The technology is frighteningly simple: cameras on police cars or roadsides can scan up to 2,000 license plates per minute, storing the plate number, the location, and the time the car was spotted. From there, an officer can easily pull other identifying information, like the driver’s name, address, and criminal history, all without a warrant—or even a supervisor’s sign-off. The result is that drivers are being tracked and recorded by the police, whether or not they’ve done anything wrong. In San Diego, the state audit found that 0.04 percent of scanned plates were actually under suspicion when scanned. A 2016 CityLab report pegged that at 0.02 percent in Marin County. In Los Angeles, the figure was 0.01 percent of 320 million images, all including timestamps and the driver’s exact location. In 2013, Mother Jones reported that, per the American Civil Liberties Union, just 47 of the million license plates scanned in Maryland “were even tentatively associated with actual serious crimes.”
Once a marginal technology, license plate scanners are now widespread, minimally regulated, and employed by everyone from mall cops to landlords, with reams of plate data floating around the web—thanks in part to cop-tech hawkers convincing police that license-plate monitoring has gone “from a nice-to-have luxury to a can’t-operate-without system.” And big corporations have gotten into the game: Vigilant Solutions, a private, for-profit law enforcement contractor that sells both license plate readers and the data they collect, is a wholly owned subsidiary of Motorola Solutions.

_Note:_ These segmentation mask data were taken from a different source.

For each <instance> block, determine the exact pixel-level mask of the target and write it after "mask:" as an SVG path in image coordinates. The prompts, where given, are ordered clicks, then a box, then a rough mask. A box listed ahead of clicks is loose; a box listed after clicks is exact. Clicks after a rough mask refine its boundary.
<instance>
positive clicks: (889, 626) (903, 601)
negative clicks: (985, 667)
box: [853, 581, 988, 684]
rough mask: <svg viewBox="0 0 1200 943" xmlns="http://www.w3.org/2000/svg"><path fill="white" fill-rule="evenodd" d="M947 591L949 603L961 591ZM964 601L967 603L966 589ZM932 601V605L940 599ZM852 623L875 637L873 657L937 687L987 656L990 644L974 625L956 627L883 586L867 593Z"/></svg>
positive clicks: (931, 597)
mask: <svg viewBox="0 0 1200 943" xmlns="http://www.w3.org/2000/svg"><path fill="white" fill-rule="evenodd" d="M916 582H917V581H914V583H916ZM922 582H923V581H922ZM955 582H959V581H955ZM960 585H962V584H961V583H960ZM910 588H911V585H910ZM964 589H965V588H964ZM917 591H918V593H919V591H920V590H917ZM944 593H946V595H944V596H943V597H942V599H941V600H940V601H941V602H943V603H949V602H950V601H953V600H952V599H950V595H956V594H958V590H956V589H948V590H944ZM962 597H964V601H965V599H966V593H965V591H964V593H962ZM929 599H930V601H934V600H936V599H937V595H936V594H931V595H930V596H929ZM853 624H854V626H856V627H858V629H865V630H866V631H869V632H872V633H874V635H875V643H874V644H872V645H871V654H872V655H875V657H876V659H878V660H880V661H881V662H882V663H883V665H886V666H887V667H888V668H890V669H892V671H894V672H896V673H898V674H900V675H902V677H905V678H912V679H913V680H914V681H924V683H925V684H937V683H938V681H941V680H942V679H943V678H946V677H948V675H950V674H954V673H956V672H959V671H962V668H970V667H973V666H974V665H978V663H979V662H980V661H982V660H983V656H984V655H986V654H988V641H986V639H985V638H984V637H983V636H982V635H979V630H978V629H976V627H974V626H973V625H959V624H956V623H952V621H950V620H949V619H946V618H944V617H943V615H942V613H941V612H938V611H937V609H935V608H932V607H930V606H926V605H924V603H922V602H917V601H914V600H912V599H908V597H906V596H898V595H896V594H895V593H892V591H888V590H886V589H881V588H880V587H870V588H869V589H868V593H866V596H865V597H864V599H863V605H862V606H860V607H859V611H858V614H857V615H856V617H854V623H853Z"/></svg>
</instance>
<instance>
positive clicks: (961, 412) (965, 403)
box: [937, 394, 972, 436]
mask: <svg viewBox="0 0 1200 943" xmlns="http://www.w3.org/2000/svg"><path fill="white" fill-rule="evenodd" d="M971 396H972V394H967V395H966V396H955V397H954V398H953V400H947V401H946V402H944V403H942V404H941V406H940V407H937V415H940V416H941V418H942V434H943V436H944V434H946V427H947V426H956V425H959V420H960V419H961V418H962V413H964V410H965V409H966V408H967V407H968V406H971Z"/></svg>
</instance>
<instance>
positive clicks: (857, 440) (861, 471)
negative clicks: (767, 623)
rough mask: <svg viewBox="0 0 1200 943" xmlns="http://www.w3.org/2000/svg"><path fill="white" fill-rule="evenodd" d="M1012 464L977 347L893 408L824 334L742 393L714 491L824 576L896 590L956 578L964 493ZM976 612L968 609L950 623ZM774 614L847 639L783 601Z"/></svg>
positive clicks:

Less than a third of states have laws regulating ALPRs, according to the National Conference of State Legislatures. In 2019, California lawmakers set a few restrictions on license plate scanners—but they only apply to the state highway patrol. Well over half of California’s law enforcement agencies use the technology, and auditors found that in Fresno, Marin, and Sacramento, police shared their records with thousands of other public agencies in 44 of 50 states. (All three were sending driver data to cops in Honolulu, one of the toughest cities for a California fugitive to drive to.)